Slowly, we made our way out of the harbor, and our three crafts rode a short bit out into the ocean and stopped close enough together so we could all see my friend in the center boat as they began the ceremony. I could see someone reading from a text, his hand on her back, comforting her, as she did this most terrible task of showering her husband into the sea, one handful at a time. We all threw hundreds of flowers into the sea with him.
Pretty soon there was a discernible grey cloud floating in the water surrounded by flowers. The three boats did three big circles around it and sounded their horns. And never did my thoughts stray from my own husband, who had also been reduced to ashes.
We have yet to do any formal scattering ceremony for Mike. We've just never felt ready to do it. His daughters and I have each taken some of his ashes and scattered small amounts in places dear to him, but the bulk of him remains. I wished I'd thought to take some of his ashes with me that day, and quietly release some into the ocean with my friend's husband. I thought maybe I should just always be carrying a little satchel of his ashes with me, just in case. I thought maybe that was kind of creepy. Do people carry their loved one's ashes around with them all the time? I thought perhaps some people do. And that maybe I should, even if it was creepy.
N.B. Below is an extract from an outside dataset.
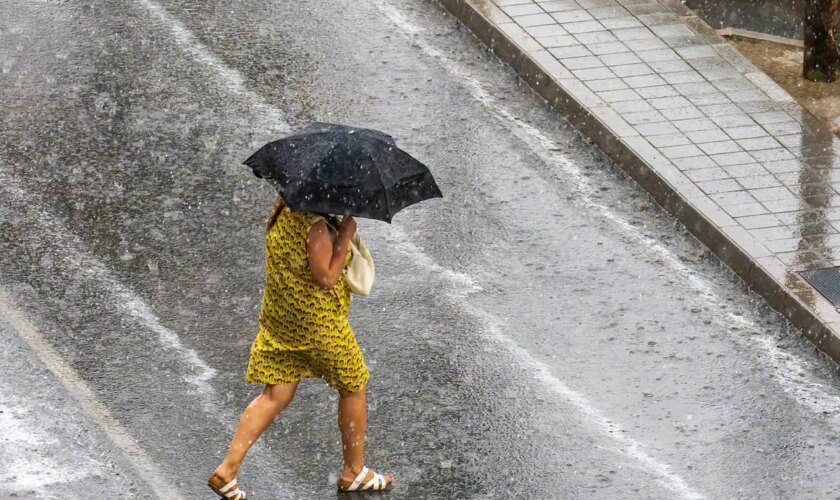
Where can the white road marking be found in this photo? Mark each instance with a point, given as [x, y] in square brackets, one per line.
[77, 387]
[787, 369]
Afterwards we gathered again at the pavilion where friends and family members took turns sharing memories of this special man. And then, like at any good Hawaiian funeral, we ate. And during this whole time I watched my friend. I saw the deer-in-the-headlight expression. I saw the face in the hands and shoulders quaking. I saw the hostess I remembered well, asking if we were enjoying the food; if the cake was good, she had ordered it special, the kind he had liked.
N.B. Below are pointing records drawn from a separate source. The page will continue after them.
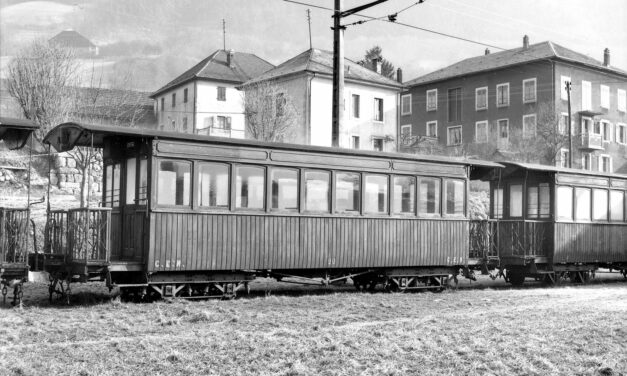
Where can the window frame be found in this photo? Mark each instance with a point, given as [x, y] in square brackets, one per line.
[535, 90]
[477, 108]
[404, 98]
[501, 105]
[434, 105]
And then we left. Everyone went back to their lives, back to their homes, back in their cars, ran errands, picked up children, planned dinner...but my friend is not finished with this. She was now on the other side of that terrible day, but I knew so much more terribleness was ahead of her. The empty days; the figuring out legalities, the sorting through things, the loneliness. I told her, when I left, that I was here for her, if she ever wanted to reach out. She stuttered something about having already done grief counseling at the life center or something...but I said, no, that's not what I mean. I mean, when you go back to your life and find it different and horrible, you are not alone, and I've been where you are. I'm still where you are. We always will be. So...I'm just here.
Yeah. I'm just here.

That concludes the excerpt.